Endometriosis and Pelvic pain are some of the most confusing and poorly managed areas in medicine.
Endometriosis is one of the most misunderstood (and mistreated) diseases in Gynecology and maybe medicine in general. Our surgical treatment method is complete excision that still, even today, is very unusual. There are fewer than 25 Gynecologists in the US that do extensive excisional surgery for endometriosis. There are many studies that demonstrated an increase in fertility after excisional treatment.
Recurrence: Endometriosis is most likely NOT a recurrent disease. We have re-operated on many patients in the last 20 years for other reasons with rare findings of recurrent disease. Most, >99% of gynecologists in the US, use destructive methods at surgery (cautery and laser) in an attempt to “destroy” visible lesions. In most cases, there are numerous lesions present, making this spot treatment very difficult. Microscopic lesions can be missed, and the tissue changes color with cautery and it is impossible to know if the entire lesion has been destroyed, especially for deeper lesions. With excision, the entire area including all the lesions extending out to normal peritoneum is removed. If lesions are deep, we recognize it as we undermine the peritoneum and can completely remove it. We believe a person gets all the endometriosis they are going to have by the mid teens and from there lesions go through their lifecycle and if removed are gone forever. No new disease is forming. What has been observed though by other physicians over time is recurrent pain in patients with endometriosis and when re-operated after a prior cautery procedure, lesions are seen. We see this also in nearly all patients after cautery and laser procedures and there is disease present but it is obvious that some of the disease has been treated before, just not completely. The appropriate word therefore is persistence not recurrence. We therefore feel that excision is curative for endometriosis. Pain could recur but endometriosis would be an unlikely cause of the problem. Hence pain does not equal endometriosis.

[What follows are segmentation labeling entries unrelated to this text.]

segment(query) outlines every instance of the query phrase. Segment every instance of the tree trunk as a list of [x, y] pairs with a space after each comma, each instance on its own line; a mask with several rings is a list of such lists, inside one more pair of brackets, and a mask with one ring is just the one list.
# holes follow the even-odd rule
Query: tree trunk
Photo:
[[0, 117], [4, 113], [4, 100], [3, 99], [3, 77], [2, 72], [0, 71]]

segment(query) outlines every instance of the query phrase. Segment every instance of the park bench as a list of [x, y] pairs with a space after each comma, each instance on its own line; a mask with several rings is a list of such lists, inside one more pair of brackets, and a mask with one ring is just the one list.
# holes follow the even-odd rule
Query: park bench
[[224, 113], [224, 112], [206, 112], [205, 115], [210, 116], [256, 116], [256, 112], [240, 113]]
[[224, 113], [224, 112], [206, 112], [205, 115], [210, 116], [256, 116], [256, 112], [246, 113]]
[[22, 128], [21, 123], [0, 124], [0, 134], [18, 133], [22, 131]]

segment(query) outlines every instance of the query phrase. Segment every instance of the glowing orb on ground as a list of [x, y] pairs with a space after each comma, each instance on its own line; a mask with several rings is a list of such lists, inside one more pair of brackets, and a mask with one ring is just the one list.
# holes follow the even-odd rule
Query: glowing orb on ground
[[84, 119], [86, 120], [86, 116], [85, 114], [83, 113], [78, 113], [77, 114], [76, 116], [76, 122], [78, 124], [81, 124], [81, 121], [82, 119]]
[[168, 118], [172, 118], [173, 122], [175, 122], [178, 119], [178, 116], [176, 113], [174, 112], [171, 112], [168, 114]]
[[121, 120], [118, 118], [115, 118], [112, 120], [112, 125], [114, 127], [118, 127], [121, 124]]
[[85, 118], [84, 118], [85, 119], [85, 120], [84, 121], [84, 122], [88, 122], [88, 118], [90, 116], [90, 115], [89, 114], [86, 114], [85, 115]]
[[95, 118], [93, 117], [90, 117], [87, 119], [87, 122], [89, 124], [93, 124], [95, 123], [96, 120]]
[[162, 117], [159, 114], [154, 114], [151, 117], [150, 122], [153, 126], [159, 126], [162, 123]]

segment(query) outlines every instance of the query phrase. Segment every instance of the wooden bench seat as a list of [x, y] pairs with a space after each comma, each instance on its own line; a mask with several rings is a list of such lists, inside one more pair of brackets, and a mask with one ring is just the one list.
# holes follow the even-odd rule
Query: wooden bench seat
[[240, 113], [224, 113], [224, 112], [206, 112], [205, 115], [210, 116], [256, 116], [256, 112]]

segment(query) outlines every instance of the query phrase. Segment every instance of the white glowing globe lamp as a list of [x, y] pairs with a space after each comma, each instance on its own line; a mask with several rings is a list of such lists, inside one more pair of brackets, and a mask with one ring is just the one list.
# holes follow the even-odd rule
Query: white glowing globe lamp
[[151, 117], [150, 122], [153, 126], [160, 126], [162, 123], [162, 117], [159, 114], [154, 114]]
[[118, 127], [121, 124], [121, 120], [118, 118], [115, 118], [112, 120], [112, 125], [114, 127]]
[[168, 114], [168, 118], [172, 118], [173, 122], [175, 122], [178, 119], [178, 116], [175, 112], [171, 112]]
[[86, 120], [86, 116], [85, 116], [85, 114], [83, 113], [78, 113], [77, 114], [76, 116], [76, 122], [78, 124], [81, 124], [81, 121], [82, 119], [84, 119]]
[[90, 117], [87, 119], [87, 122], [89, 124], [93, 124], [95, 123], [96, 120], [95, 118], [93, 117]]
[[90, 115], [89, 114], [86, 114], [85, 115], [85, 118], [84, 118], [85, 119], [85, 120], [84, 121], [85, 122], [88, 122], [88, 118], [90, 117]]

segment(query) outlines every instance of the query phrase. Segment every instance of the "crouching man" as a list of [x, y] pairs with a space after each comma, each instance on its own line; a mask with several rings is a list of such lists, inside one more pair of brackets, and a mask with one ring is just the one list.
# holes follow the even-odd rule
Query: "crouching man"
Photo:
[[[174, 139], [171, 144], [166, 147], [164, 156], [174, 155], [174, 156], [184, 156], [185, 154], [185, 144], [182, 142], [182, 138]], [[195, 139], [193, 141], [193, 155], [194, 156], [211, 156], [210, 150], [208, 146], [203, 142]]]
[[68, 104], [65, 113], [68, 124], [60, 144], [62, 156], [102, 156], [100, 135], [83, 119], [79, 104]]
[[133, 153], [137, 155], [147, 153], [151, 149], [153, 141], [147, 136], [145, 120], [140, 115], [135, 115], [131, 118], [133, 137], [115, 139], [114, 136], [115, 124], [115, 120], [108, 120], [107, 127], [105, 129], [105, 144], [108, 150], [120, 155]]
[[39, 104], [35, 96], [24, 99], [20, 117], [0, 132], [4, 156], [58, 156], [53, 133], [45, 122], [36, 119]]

Adenomyosis: Endometrial cells located in the muscle wall of the uterus. All patients with endometriosis probably have some degree of adenomyosis. The pain with endometriosis is probably most often characterized as pain with periods in the teen years. As the lesions begin to burn out in the 20’s, many patients report cycles becoming less painful. By the mid 30’s, many patients are again having increased pain with periods. This is most likely due to the slowly progressive problem of adenomyosis. After excision of endometriosis, if pain with periods recurs it is likely adenomyosis. Adenomyosis is not visible at or treated by surgery except through hysterectomy. It is most commonly suspected when the uterus is enlarged on ultrasound. Continuous birth control suppression can slow the progression of this process.